Een ander fragment uit de inleiding van Gabriel Garcia Márquez:
"Ik heb altijd grote bewondering gehad voor lezers die op zoek gaan naar de werkelijkheid die achter mijn boeken schuilgaat. maar ik heb nog meer bewondering voor de mensen die die werkelijkheid ook nog vinden, want daar ben ikzelf nooit in geslaagd. In mijn Caribische geboortedorp Aracataca is dit blijkbaar dagelijks werk.
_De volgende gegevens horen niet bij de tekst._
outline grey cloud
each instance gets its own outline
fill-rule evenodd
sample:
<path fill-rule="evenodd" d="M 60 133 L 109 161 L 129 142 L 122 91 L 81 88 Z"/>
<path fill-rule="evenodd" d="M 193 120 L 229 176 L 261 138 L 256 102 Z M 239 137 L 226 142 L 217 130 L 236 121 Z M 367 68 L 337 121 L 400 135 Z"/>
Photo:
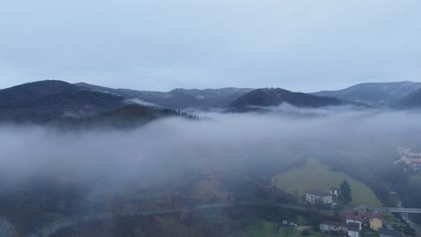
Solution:
<path fill-rule="evenodd" d="M 0 87 L 295 91 L 420 76 L 417 1 L 4 1 Z"/>

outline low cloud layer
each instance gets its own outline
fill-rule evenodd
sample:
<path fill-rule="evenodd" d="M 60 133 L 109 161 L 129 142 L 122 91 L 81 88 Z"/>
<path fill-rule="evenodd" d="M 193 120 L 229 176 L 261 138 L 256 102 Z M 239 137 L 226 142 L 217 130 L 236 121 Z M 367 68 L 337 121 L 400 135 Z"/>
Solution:
<path fill-rule="evenodd" d="M 289 107 L 276 111 L 206 113 L 202 117 L 208 118 L 200 121 L 167 118 L 129 132 L 73 133 L 2 126 L 1 184 L 25 182 L 36 175 L 75 182 L 106 177 L 114 184 L 151 178 L 165 180 L 176 179 L 188 169 L 246 171 L 263 159 L 288 159 L 291 147 L 361 154 L 382 147 L 394 150 L 416 145 L 421 134 L 417 113 Z"/>
<path fill-rule="evenodd" d="M 0 88 L 60 79 L 313 92 L 417 80 L 421 3 L 2 1 Z"/>

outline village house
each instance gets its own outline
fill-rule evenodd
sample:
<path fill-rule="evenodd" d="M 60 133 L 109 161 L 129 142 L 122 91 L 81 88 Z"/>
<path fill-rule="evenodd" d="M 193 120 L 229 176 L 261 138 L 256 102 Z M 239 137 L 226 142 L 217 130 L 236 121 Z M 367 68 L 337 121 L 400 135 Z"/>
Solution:
<path fill-rule="evenodd" d="M 379 231 L 380 237 L 402 237 L 401 232 L 395 230 L 381 229 Z"/>
<path fill-rule="evenodd" d="M 341 189 L 339 188 L 330 188 L 330 194 L 338 197 L 341 194 Z"/>
<path fill-rule="evenodd" d="M 360 237 L 360 229 L 357 224 L 348 224 L 346 233 L 349 237 Z"/>
<path fill-rule="evenodd" d="M 402 154 L 401 160 L 410 167 L 412 171 L 421 171 L 421 153 L 413 153 L 409 148 L 400 148 L 399 152 Z"/>
<path fill-rule="evenodd" d="M 357 224 L 345 224 L 338 222 L 325 221 L 319 225 L 320 231 L 323 233 L 336 233 L 336 235 L 342 236 L 346 234 L 350 237 L 359 237 L 360 230 Z"/>
<path fill-rule="evenodd" d="M 383 221 L 381 216 L 375 213 L 358 213 L 358 214 L 348 214 L 345 216 L 346 224 L 356 224 L 359 226 L 359 230 L 363 229 L 363 225 L 368 225 L 371 229 L 379 231 L 383 227 Z"/>
<path fill-rule="evenodd" d="M 306 200 L 312 205 L 321 203 L 325 205 L 332 205 L 332 195 L 328 192 L 320 190 L 308 190 L 306 191 Z"/>
<path fill-rule="evenodd" d="M 347 231 L 346 224 L 339 223 L 339 222 L 331 222 L 331 221 L 325 221 L 319 224 L 319 228 L 321 232 L 329 233 L 329 232 L 343 232 L 345 233 Z"/>

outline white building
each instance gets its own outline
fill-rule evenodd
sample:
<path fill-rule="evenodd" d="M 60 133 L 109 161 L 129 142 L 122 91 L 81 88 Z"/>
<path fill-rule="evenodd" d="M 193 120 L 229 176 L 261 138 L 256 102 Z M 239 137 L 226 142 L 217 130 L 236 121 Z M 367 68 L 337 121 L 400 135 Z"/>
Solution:
<path fill-rule="evenodd" d="M 317 203 L 327 205 L 333 202 L 330 193 L 320 190 L 308 190 L 306 192 L 306 200 L 313 205 Z"/>
<path fill-rule="evenodd" d="M 347 227 L 348 231 L 346 232 L 346 233 L 349 237 L 360 237 L 360 230 L 358 228 L 358 224 L 348 224 Z"/>
<path fill-rule="evenodd" d="M 347 231 L 346 224 L 338 223 L 338 222 L 331 222 L 331 221 L 325 221 L 320 224 L 319 225 L 320 231 L 324 233 L 329 232 L 344 232 Z"/>
<path fill-rule="evenodd" d="M 330 194 L 337 197 L 341 194 L 341 189 L 339 188 L 330 188 Z"/>

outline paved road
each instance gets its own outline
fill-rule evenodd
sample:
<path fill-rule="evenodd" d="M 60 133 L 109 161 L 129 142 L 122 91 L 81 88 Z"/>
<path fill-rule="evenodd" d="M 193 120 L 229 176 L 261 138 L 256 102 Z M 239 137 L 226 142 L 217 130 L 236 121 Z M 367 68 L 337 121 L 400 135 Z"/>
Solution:
<path fill-rule="evenodd" d="M 157 209 L 157 210 L 130 210 L 130 211 L 122 211 L 116 213 L 103 213 L 96 214 L 85 216 L 76 216 L 69 217 L 59 222 L 52 223 L 49 226 L 42 228 L 41 230 L 30 234 L 28 237 L 49 237 L 52 233 L 71 227 L 80 223 L 85 223 L 92 220 L 103 219 L 107 217 L 112 217 L 115 215 L 159 215 L 159 214 L 170 214 L 176 213 L 185 210 L 202 210 L 202 209 L 210 209 L 210 208 L 221 208 L 226 206 L 273 206 L 273 207 L 282 207 L 288 209 L 295 209 L 301 211 L 318 211 L 315 208 L 281 204 L 281 203 L 269 203 L 269 202 L 236 202 L 236 203 L 216 203 L 216 204 L 207 204 L 207 205 L 199 205 L 192 206 L 181 206 L 174 208 L 165 208 L 165 209 Z M 352 210 L 363 210 L 363 209 L 372 209 L 377 211 L 388 211 L 388 212 L 396 212 L 396 213 L 421 213 L 421 209 L 416 208 L 398 208 L 398 207 L 372 207 L 369 206 L 359 206 L 352 209 L 344 210 L 343 212 L 349 212 Z M 318 210 L 318 212 L 323 212 L 326 214 L 333 214 L 332 210 Z"/>
<path fill-rule="evenodd" d="M 372 207 L 370 206 L 358 206 L 353 208 L 354 210 L 372 209 L 375 211 L 384 211 L 391 213 L 415 213 L 421 214 L 421 208 L 404 208 L 404 207 Z"/>
<path fill-rule="evenodd" d="M 280 204 L 280 203 L 266 203 L 266 202 L 237 202 L 237 203 L 216 203 L 216 204 L 207 204 L 207 205 L 199 205 L 199 206 L 181 206 L 181 207 L 174 207 L 174 208 L 166 208 L 166 209 L 157 209 L 157 210 L 130 210 L 130 211 L 123 211 L 123 212 L 116 212 L 116 213 L 103 213 L 103 214 L 96 214 L 85 216 L 76 216 L 76 217 L 69 217 L 56 223 L 52 223 L 49 224 L 49 226 L 45 226 L 41 230 L 33 233 L 28 237 L 48 237 L 51 236 L 52 233 L 71 227 L 80 223 L 85 223 L 93 220 L 103 219 L 107 217 L 112 217 L 115 215 L 159 215 L 159 214 L 170 214 L 170 213 L 176 213 L 185 210 L 202 210 L 202 209 L 210 209 L 210 208 L 221 208 L 227 206 L 273 206 L 273 207 L 282 207 L 288 209 L 295 209 L 295 210 L 310 210 L 310 211 L 317 211 L 313 208 L 294 206 L 294 205 L 288 205 L 288 204 Z M 324 211 L 329 212 L 332 211 Z"/>

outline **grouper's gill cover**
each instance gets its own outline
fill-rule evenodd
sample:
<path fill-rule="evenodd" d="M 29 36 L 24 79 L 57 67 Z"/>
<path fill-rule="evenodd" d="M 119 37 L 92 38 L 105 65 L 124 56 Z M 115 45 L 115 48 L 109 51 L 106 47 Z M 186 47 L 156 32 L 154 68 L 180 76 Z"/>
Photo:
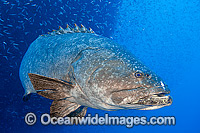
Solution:
<path fill-rule="evenodd" d="M 25 98 L 38 93 L 54 100 L 52 116 L 84 116 L 87 107 L 149 110 L 172 103 L 160 77 L 131 52 L 84 26 L 60 27 L 38 37 L 22 60 L 20 79 Z"/>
In de laatste twintig jaar is daar een generatie slimme jongetjes opgegroeid die de mythenjagers op het spoorwegstation opwachten en hen meenemen om hun de plaatsen en de dingen en zelfs ook de personages uit mijn romans te laten zien: de boom waar José Arcadio de oude was vastgebonden, of de kastanjeboom waaronder kolonel Aureliano Buendía is gestorven, of het graf waar Ursula Iguarán- misschien wel levend- in een schoenendoos werd begraven."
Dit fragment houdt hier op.